On the occasion that a debt collector calls you, or you’re worried about debt collection agencies coming after your credit report, there might be several questions running around your mind. It does not help that you’re also thinking about how to pay past-due accounts under your name. Receiving harassing phone calls may just aggravate your present situation.

But it is better to know what you’re up against when dealing with dishonest debt collectors. To better understand how the industry operates, this article will introduce you to the business of collecting debts. Being in an unfortunate situation with a debt collection company, you must know your way around the system. Read to know more:

Debt Collection: An Overview

The debt collection process happens when a collection company attempts to collect outstanding debts from consumers like you. A debt collector will start contacting you if you fail to pay your loan or credit card bills way past the due date.

This circumstance can also happen if you’re an authorized user of someone else’s credit card or you’ve cosigned a loan. You may find out more about debt collection agencies on Crediful. For now, it is ideal to know that debt collectors will tirelessly pursue you about payments for any of the following:

  • Student loan
  • Healthcare
  • Personal loan
  • Car/Auto loan
  • Credit card
  • Utility and phone bills

Debt collectors are third-party agencies that make a profit by working on behalf of the original creditors. The company receives a percentage of the debt collected from the company where the original creditor belongs. There are also instances where debt collection companies purchase an original debt in exchange for pennies on the dollar.

How Do Debt Collection Companies Operate?

The process of debt collection varies from one company to another. Some companies cater to a specific type of debt, such as student loan debt or healthcare bills. Others may only focus on debts that are a few years old. And some companies avoid debt that already went past its statute of limitations.

If you have outstanding bills, the original creditor typically alerts you first through written notice and phone calls. They will attempt to communicate with you about the account current. Once the original creditor is unsuccessful in reaching out to you, this is where the transition from the lender to the debt collection company takes place.

All the information that the original creditor has on you will be transferred to the debt collector’s possession. Debt collectors will then use this information, including your name, home address, phone number, and even your family’s contact information, to come after you.

They may even utilize your personal banking information, such as savings and investment accounts, to see if you have enough resources to pay your debts. Several states have even allowed wage garnishment when collecting old debts from consumers.

How to Deal With Debt Collectors?

Having a collection account in your credit report may cause significant damage to your credit score. It may stay in your credit report for as long as seven years, giving your name a lousy reputation to future lenders. Dealing with debt collectors as soon as possible is the only way to solve this problem. Here is a step-by-step guide to assist you throughout the process.

1. Validate the debt

The FDCPA requires all debt collection companies to provide consumers like you a debt validation letter. You must not pay any amount to them unless you confirm that the debt is legitimately yours. This process is a crucial step that everyone should not skip.
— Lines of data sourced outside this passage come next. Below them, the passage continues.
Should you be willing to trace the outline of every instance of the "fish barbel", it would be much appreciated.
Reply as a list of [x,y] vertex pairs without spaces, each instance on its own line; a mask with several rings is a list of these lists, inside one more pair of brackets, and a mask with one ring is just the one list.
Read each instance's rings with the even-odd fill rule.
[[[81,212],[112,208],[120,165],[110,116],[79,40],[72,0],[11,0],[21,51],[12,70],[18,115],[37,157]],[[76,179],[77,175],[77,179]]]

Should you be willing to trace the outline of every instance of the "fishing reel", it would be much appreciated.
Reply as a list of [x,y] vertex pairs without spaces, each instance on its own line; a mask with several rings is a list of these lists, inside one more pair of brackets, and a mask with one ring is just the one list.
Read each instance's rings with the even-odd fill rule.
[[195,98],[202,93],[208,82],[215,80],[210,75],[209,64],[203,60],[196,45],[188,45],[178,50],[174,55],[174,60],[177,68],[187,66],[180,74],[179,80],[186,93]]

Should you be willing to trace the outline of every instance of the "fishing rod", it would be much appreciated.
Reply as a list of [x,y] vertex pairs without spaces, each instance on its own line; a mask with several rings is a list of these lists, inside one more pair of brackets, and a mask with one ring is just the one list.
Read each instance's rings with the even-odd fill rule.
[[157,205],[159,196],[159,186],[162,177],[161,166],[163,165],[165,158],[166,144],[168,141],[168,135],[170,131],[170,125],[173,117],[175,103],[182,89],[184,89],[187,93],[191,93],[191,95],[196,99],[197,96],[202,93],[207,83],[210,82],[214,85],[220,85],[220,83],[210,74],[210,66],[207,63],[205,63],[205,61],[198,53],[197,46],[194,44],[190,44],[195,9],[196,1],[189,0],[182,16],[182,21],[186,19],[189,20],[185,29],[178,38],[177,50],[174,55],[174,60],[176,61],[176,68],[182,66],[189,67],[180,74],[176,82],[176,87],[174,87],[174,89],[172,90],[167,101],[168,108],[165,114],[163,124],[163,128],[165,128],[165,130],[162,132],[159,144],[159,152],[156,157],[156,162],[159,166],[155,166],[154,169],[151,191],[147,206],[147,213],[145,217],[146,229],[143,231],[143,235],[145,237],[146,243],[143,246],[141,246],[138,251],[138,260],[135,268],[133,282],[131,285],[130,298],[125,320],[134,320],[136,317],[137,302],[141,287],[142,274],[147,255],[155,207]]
A debt validation letter outlines the exact amount of debt, classification of debt owed, and all the necessary information about the original creditor. If you notice any discrepancies, you have a full 30 days to dispute the claims made against you

2. Familiarize yourself with the different payment options

You have two options when paying outstanding bills. You may fulfill it by making a full payment or enrolling in a repayment plan. It is best to consider and examine your financial status to see which option will work best for you.

See how much money you are willing to put down. If it isn’t enough to pay the debt in full, you may negotiate with the debt collection company for a repayment plan that costs less than the money you owe. You can also seek the help of a credit counselor or a debt management planner to guide you in your financial undertakings.

3. Start making payments

Before paying anything to debt collectors, make sure to ask the company for a written agreement. Review the information provided in the letter once it arrives at your doorstep. Keep in mind that you are negotiating with tricky companies, so check every document provided by the debt collection company before you can start making any payment.


Though debt collectors operate suspiciously, they are still considered legitimate by the Better Business Bureau. And clearing off negative items reflected in your credit report should always be a top priority. Dealing with debt collection companies is indeed a difficult task, so remember to keep your guards up when coming across their way.